В ту секунду, когда водитель потерял управление, я перехватил мальчика, просунув правую руку ему под грудку, и накрепко зацепился пальцами за джинсу своей куртки. Одновременно я охватил левой рукой тот поручень, за который держатся выходящие пассажиры, сжав его между кистью и бицепсом. В следующую секунду, когда автобус, как нам казалось, медленно встал на дыбы, я крикнул водителю, тщетно выправляющему руль и переносящему ногу с газа на тормоз:

– Открой дверь!

Он открыл её, когда автобус уже падал вниз. Он не подвёл нас. Хотя, возможно, он открыл её случайно, упав по инерции грудью на руль и в ужасе упершись руками в приборы и кнопки. Несмотря на крик, поднявшийся в салоне, – кричали даже мужчины, только мой приёмыш молчал, – несмотря на то, что с задних сидений, будто грибы из кошёлки, на лобовуху салона загремели люди и кто-то из пассажиров пробил головой стекло, итак, несмотря на шум, я услышал звук открываемой двери – предваряющийся шипом, завершавшийся стуком о поручень и представляющий собой будто бы рывок железной мышцы. Я даже не повернул голову на этот звук.

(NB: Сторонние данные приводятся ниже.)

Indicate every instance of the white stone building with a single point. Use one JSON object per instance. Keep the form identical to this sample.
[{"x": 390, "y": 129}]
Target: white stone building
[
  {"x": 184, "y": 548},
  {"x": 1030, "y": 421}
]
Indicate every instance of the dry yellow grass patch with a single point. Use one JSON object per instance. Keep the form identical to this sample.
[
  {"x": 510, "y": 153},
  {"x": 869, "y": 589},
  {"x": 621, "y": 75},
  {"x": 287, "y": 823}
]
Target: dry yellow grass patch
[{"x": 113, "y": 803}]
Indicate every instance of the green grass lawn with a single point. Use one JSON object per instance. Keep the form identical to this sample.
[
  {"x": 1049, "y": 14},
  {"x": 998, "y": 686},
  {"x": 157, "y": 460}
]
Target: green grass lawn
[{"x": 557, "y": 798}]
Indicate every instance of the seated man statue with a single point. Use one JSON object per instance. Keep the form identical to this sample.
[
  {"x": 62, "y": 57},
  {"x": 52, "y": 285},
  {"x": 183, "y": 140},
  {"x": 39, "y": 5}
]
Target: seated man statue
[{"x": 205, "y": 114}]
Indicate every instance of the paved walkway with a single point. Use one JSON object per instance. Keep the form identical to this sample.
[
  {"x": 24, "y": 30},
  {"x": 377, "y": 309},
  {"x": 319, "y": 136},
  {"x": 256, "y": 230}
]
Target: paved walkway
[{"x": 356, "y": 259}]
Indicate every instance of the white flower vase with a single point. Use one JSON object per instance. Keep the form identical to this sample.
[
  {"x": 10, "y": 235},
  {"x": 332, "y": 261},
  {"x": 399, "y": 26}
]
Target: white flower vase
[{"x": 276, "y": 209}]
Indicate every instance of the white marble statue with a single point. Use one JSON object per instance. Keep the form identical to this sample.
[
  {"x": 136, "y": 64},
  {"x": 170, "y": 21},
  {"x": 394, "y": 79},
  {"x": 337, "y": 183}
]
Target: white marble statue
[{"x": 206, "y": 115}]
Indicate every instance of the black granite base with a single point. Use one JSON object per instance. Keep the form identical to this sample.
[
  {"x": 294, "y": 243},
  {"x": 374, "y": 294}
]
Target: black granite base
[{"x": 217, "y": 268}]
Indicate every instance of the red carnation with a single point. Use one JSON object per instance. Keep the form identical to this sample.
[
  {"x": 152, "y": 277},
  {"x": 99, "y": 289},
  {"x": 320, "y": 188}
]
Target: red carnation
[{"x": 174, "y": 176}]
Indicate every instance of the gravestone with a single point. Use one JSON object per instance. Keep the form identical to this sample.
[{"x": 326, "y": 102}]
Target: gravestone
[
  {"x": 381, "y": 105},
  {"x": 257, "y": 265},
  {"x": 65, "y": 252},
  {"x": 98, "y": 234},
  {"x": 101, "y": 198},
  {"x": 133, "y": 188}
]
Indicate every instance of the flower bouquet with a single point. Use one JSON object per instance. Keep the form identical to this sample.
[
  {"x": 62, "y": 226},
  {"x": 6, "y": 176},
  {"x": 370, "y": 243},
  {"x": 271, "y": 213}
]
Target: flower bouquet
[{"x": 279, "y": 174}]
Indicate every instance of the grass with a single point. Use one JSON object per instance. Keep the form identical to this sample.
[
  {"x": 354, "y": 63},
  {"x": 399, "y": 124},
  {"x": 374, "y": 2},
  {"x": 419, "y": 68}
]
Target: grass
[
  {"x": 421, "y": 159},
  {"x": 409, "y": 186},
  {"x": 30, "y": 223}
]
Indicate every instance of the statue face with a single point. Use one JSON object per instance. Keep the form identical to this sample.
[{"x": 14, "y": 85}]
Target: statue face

Автобус сделал первый кувырок, и я увидел, что пенсионерка, так долго сетовавшая на платный проезд две остановки назад, как кукла, кувыркнулась в воздухе, взмахнув старческими жирными ногами, и ударилась головой о… я думал, что это потолок, но это уже был пол.

Мы, я и мальчик, съехали вверх по поручню, я нагнул голову, принял удар о потолок затылком и спиной, отчётливо чувствуя, что темечко ребёнка упирается мне в щеку, в ту же секунду ударился задом о сиденье, завалился на бок, на другой и, наконец, едва не вырвал себе левую руку, когда автобус упал в реку.

Ледяная вода хлынула отовсюду одновременно. Один мужчина, с располосованным и розовым лицом, посыпанным, будто сахаром, стеклянной пылью, рванулся в открытую дверь и мгновенно был унесён в конец салона водой, настолько холодной, что показалось – она кипит.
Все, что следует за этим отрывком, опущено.